事務手数料は団体ごとに自由に決められますが、掛金の2~3%程度が目安となっています。

そのため、もし加入してから積立金が掛金を上回るまでの間に解約(脱退)をすると、元本割れを起こしてしまうことになるので注意が必要です。
(解約自体に費用はかかりません)

3-2-2. 積立金が掛金を超えるまでの期間が長い

多くの拠出型企業年金保険では、積立金が掛金を超えるまでに10年以上の期間を要します。
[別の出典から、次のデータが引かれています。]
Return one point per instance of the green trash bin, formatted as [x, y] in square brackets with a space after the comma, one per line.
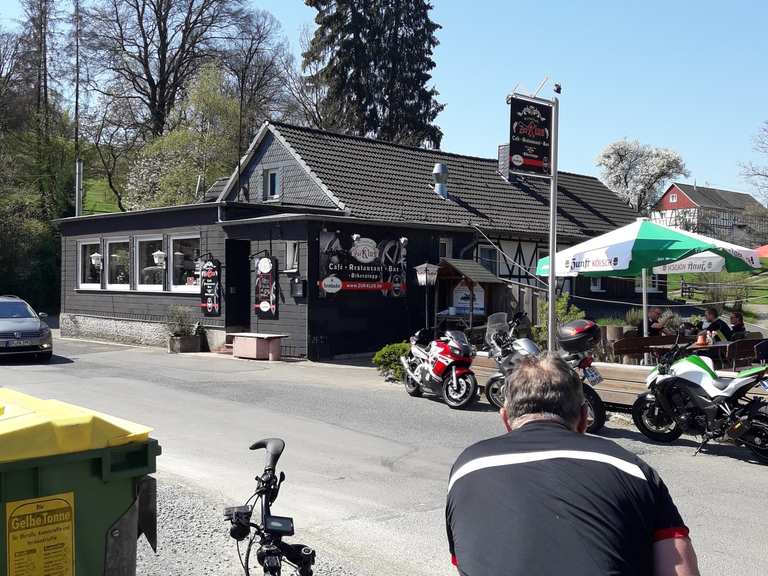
[75, 489]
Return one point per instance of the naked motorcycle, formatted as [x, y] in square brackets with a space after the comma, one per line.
[686, 395]
[441, 366]
[576, 337]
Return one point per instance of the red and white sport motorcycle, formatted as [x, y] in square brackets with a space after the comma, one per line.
[441, 366]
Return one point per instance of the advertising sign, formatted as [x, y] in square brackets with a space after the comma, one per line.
[530, 137]
[210, 288]
[266, 288]
[462, 298]
[351, 263]
[40, 535]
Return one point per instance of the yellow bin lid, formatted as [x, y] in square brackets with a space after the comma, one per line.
[32, 428]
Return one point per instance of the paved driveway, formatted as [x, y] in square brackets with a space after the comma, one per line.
[367, 465]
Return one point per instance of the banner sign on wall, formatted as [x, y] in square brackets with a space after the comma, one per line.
[530, 137]
[210, 288]
[266, 288]
[352, 263]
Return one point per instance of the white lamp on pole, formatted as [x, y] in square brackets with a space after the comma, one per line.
[426, 275]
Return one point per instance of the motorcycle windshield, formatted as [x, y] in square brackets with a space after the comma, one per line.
[497, 324]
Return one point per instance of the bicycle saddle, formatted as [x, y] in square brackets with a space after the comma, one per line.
[274, 447]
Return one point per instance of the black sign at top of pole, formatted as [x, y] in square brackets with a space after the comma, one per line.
[530, 137]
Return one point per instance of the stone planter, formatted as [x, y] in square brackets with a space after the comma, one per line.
[181, 344]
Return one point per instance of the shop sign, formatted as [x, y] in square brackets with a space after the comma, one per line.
[210, 287]
[266, 288]
[462, 297]
[351, 263]
[530, 137]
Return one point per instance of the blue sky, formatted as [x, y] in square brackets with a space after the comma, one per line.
[687, 75]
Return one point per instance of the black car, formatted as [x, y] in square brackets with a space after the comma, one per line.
[22, 331]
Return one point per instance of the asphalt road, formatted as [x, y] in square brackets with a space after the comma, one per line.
[366, 465]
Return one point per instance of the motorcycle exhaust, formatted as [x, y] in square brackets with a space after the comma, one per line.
[408, 370]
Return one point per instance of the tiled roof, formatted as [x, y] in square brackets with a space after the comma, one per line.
[212, 194]
[472, 270]
[716, 198]
[383, 181]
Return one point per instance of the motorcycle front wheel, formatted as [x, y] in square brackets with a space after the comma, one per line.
[595, 409]
[412, 387]
[653, 422]
[462, 393]
[494, 391]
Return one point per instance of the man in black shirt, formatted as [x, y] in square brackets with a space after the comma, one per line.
[721, 330]
[547, 499]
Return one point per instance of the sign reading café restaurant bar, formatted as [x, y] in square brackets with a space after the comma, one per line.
[530, 137]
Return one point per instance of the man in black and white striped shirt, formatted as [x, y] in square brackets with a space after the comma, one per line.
[545, 498]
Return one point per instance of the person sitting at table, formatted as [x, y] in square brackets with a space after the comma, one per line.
[656, 322]
[738, 331]
[718, 327]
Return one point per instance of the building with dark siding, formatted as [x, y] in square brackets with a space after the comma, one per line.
[344, 219]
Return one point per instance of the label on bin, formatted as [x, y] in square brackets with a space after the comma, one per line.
[41, 536]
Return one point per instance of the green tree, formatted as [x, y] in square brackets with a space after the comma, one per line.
[203, 145]
[375, 60]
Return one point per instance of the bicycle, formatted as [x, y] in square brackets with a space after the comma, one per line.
[272, 551]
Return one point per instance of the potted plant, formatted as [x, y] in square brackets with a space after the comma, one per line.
[183, 334]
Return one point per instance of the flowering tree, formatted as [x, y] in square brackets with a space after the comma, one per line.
[638, 172]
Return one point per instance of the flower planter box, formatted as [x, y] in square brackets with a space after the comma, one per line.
[182, 344]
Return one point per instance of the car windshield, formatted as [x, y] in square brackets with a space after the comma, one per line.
[15, 310]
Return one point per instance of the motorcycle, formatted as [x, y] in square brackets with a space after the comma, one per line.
[686, 395]
[576, 337]
[440, 366]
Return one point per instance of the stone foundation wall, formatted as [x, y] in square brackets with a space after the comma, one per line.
[126, 331]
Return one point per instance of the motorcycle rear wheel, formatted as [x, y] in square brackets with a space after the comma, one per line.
[494, 392]
[595, 409]
[653, 422]
[463, 393]
[761, 421]
[412, 387]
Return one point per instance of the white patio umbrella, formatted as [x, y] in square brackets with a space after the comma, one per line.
[636, 248]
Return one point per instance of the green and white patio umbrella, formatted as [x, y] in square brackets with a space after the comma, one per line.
[644, 246]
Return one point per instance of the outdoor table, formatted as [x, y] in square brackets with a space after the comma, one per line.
[256, 345]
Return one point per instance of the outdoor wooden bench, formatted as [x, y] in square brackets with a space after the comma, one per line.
[741, 352]
[638, 345]
[256, 345]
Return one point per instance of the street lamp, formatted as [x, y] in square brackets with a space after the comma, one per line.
[426, 275]
[96, 260]
[159, 258]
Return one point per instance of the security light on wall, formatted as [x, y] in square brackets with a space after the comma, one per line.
[96, 260]
[159, 258]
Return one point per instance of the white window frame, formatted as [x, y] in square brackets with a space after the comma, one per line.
[87, 285]
[170, 258]
[292, 251]
[448, 247]
[106, 262]
[278, 185]
[481, 260]
[136, 254]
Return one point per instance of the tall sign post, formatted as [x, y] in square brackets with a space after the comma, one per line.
[533, 153]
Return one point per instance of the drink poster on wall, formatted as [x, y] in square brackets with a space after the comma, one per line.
[353, 263]
[210, 288]
[266, 288]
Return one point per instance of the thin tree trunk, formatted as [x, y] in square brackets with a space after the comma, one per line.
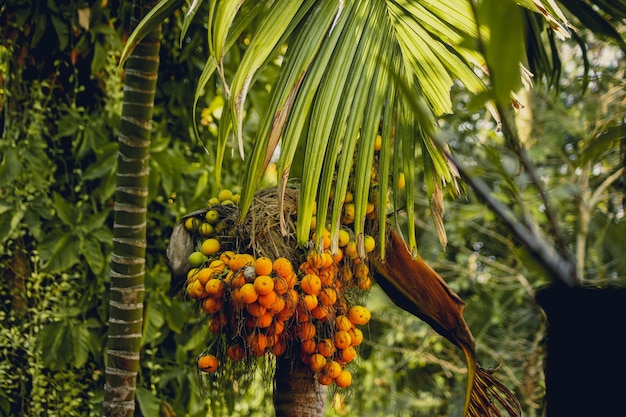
[129, 229]
[297, 393]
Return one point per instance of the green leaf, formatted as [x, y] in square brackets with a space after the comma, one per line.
[504, 45]
[276, 25]
[66, 211]
[149, 404]
[81, 342]
[154, 18]
[59, 251]
[192, 9]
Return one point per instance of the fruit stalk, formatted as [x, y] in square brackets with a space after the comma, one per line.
[414, 286]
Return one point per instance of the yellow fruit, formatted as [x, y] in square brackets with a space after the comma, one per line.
[225, 195]
[344, 379]
[359, 315]
[369, 243]
[344, 237]
[208, 363]
[263, 266]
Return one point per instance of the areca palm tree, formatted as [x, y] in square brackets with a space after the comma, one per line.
[357, 70]
[129, 230]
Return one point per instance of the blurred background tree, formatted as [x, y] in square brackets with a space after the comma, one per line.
[61, 98]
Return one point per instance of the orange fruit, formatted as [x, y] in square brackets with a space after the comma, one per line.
[310, 301]
[257, 342]
[196, 290]
[207, 363]
[214, 288]
[332, 369]
[279, 347]
[264, 320]
[269, 300]
[263, 284]
[356, 336]
[212, 305]
[203, 275]
[348, 354]
[344, 379]
[342, 322]
[311, 284]
[263, 266]
[309, 346]
[283, 267]
[324, 379]
[359, 315]
[317, 362]
[328, 297]
[342, 339]
[239, 260]
[248, 294]
[255, 309]
[315, 259]
[281, 285]
[326, 348]
[306, 331]
[320, 312]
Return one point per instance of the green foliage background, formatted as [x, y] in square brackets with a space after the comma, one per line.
[61, 97]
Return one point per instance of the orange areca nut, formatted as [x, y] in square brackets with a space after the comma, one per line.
[265, 320]
[255, 309]
[196, 290]
[332, 369]
[306, 331]
[310, 301]
[315, 259]
[283, 267]
[317, 362]
[263, 265]
[212, 305]
[214, 288]
[311, 284]
[342, 339]
[342, 322]
[239, 260]
[257, 342]
[208, 363]
[279, 347]
[324, 379]
[203, 275]
[248, 294]
[281, 285]
[348, 354]
[320, 312]
[356, 336]
[328, 297]
[269, 300]
[344, 379]
[309, 346]
[359, 315]
[326, 347]
[263, 284]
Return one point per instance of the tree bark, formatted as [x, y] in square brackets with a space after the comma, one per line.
[129, 229]
[297, 393]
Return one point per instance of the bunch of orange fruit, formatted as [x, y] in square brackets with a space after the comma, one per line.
[262, 306]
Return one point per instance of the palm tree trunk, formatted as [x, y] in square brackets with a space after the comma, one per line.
[297, 393]
[129, 229]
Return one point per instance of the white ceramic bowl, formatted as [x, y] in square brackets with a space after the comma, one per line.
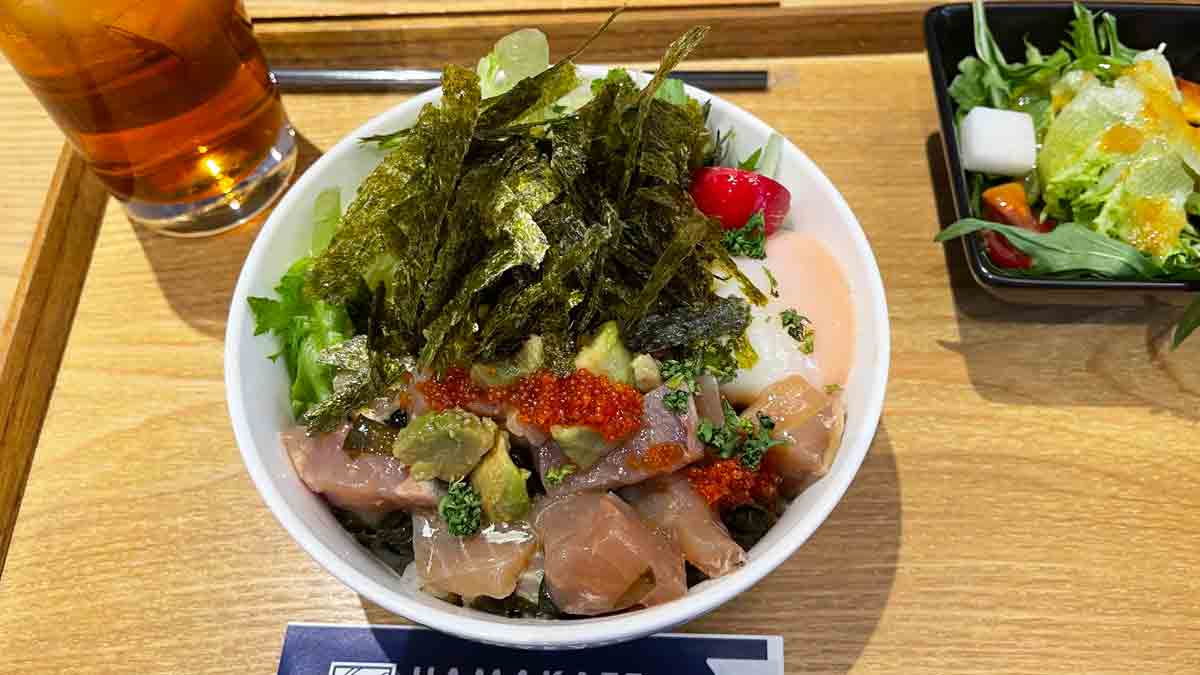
[257, 390]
拠出型企業年金保険は老後の生活に備えることを目的とした団体年金保険なので、一度加入したら満期まで積み立てを続ける努力をしましょう。

3-2-3. 積立金の払出しができない

途中で解約した場合でも積立金を受け取れると先ほど説明しましたが、加入している限りは積立金を払出しすることができないため、注意が必要です。
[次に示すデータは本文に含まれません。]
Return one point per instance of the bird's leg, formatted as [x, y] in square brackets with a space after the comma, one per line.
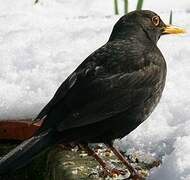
[109, 171]
[133, 173]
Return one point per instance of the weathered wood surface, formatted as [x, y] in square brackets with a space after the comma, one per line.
[69, 164]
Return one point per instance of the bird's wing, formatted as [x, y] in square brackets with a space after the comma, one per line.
[60, 93]
[102, 86]
[107, 96]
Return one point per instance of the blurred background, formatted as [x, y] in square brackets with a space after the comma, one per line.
[42, 42]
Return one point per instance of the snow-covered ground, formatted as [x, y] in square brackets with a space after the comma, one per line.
[40, 45]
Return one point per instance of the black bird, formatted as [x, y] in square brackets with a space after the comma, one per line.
[109, 95]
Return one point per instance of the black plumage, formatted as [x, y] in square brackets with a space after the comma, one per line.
[111, 92]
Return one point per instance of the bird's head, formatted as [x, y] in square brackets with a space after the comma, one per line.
[142, 23]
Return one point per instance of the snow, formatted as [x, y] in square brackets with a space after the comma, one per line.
[40, 45]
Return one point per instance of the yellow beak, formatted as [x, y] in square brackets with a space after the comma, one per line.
[169, 29]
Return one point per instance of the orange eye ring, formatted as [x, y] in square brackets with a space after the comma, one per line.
[156, 20]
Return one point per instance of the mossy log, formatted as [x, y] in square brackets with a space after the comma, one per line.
[60, 163]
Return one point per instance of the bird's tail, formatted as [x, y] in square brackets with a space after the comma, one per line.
[25, 152]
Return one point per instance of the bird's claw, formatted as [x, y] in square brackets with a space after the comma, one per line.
[117, 172]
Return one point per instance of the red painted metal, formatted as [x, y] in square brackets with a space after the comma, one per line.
[17, 129]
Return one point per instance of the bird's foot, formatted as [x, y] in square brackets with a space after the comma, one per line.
[117, 172]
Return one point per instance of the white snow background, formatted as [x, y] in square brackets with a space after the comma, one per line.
[40, 45]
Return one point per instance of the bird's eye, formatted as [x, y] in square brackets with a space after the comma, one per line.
[156, 20]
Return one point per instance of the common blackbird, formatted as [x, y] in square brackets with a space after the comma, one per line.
[108, 95]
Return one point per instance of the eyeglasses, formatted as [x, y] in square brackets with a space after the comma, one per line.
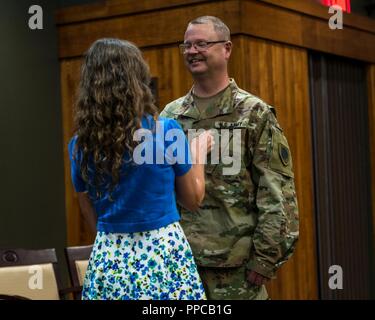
[199, 46]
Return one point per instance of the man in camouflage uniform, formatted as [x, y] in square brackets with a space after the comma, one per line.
[247, 226]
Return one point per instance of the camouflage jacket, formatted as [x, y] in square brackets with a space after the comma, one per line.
[250, 217]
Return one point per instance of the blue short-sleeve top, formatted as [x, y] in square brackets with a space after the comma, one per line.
[144, 199]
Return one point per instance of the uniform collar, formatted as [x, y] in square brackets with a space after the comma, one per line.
[224, 104]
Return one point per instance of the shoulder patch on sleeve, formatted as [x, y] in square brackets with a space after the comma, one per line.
[281, 160]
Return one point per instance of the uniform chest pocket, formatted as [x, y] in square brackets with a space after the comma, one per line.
[226, 159]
もし急な出費が発生して積立金を手元に戻したくなった場合には、やむを得ず解約をしなければいけなくなるかもしれません。

3-2-4. 選べない長期の投資信託のようなもの

拠出型企業年金保険には多少利回りはあるものの、投資信託代わりに活用できるほどお得ではありません。

投資目的で利用するのであれば、たくさんの銘柄から選べる投資信託の活用をオススメします。

4.まとめ

拠出型企業年金保険は契約者と加入者の両方にメリットがあり、また契約者にデメリットがこれといってない、とても優秀な企業年金となっています。

企業年金選びに迷われている経営者の方は、ぜひ拠出型企業年金保険の活用を検討してみてください。